Here I have captured a thought process I had while reading about algorithms for hard graph problems. The thoughts are inspired by MapReduce, distributed merge sort and the more colorful newspapers of the world.
Summary of thoughts
Given an instance of an problem (think Max Clique, Traveling Salesman or another hard graph problem)…
Compute an instance that is “easier” but has the same optimal solution. This is done by a “reducer algorithm”.
Reducer algorithms may run in parallel.
Reducer algorithms may be different.
Reducer algorithms can “gossip” with each other during execution. Gossip helps an algorithm by yielding new information about the problem being solved.
Gossip is either a suboptimal solution or a reduced problem instance. This information can be used as a lower bound, or in other ways.
“Merger algorithms” can combine problem instances from different reducer algorithms into one.
A full example of reducing and merging: Maximum Clique Problem.
Here is an instance of the Maximum Clique Problem, in this case a non-planar graph. By the way, planar graphs are boring because they can only contain cliques of size 4 or smaller.

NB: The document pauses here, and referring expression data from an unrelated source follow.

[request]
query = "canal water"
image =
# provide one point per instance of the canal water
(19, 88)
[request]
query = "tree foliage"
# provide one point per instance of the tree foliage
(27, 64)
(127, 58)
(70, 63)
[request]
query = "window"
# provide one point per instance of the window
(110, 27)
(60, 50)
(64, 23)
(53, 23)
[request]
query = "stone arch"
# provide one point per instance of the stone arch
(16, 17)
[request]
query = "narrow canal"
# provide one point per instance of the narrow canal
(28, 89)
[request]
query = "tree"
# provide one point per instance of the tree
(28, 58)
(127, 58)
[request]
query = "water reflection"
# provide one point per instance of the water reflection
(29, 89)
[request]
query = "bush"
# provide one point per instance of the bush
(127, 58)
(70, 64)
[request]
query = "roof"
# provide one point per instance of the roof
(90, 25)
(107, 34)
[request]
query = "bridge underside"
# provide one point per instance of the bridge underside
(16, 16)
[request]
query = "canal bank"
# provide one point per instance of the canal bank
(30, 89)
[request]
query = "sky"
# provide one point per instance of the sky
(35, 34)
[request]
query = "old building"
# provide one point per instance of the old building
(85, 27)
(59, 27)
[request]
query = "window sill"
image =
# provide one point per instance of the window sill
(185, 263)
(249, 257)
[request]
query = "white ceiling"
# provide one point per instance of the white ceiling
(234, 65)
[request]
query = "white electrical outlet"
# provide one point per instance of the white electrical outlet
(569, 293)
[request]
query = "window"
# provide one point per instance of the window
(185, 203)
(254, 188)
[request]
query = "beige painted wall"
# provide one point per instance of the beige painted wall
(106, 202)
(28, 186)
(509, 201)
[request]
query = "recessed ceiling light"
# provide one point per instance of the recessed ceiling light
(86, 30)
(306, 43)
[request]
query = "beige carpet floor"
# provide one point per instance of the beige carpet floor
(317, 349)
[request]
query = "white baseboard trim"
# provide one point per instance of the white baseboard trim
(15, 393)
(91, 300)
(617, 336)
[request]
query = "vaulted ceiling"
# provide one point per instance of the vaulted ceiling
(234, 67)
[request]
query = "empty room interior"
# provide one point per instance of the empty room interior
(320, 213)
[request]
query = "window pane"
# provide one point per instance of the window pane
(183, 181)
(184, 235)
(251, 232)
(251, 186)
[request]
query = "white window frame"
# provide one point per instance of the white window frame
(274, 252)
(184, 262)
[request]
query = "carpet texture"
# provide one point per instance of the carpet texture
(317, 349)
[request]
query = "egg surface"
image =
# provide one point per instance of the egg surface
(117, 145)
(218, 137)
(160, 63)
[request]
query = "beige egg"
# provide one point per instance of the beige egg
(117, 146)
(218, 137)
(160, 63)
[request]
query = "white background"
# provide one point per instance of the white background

Let’s see what could happen when running two different reducers (reducer 1 and reducer 2) on this problem instance, and then merging the returned instances.
Reducer 1 works by randomly finding a clique in the graph, and repeatedly deleting nodes that have degree less than the size of the clique. The clique found is emitted as a gossip message (reducer 2 will use this as a lower bound).
Here is the result of running reducer 1:
Let’s look at reducer 2. While running reducer 2 could receive a gossip message from reducer 1, that a clique of size 4 has been found. Reducer 2 could use this as a lower bound. Reducer 2 targets nodes of degree around the lower bound. It works (slowly) be examining the targeted node to find out if it is part of a clique. If not it is deleted from the graph.
This could be the result of running reducer 2 (and accepting gossip from reducer 1):
In this madeup example reducer 1 managed to remove more nodes than reducer 2, but the point is that they removed different nodes.
Running the merger (computes the intersection) on the two reduces instances yields this:
Yay, an even smaller instance. But while we have the reducers up and running, we not restart reducer 1 with this instance as input! Let’s see what we get.
This look pretty good. This graph contains only 23 nodes, which is approximately half of the original graph, and that by discovering a relatively small clique of size 4 (compared to the big one of size 7).
Conclusion and a small disclaimer
Most people who deal with such problems call this sort of thing preprocessing. I call it a “reducer network”, mainly because it sounds cooler, but also because I think there might be a novel idea here. Namely running a host of algorithms in a distributed environment to perform the preprocessing while emitting and accepting gossip. Of course this is very similar to the ideas behind Google MapReduce and similar services, and might be exactly the same thing. I just felt the need to document my though process, and this post was created 🙂
This blog post is based on ideas and thoughts I had while reading “The Algorithm Design Manual” by Skiena (great book). The thougts are just that, thoughts.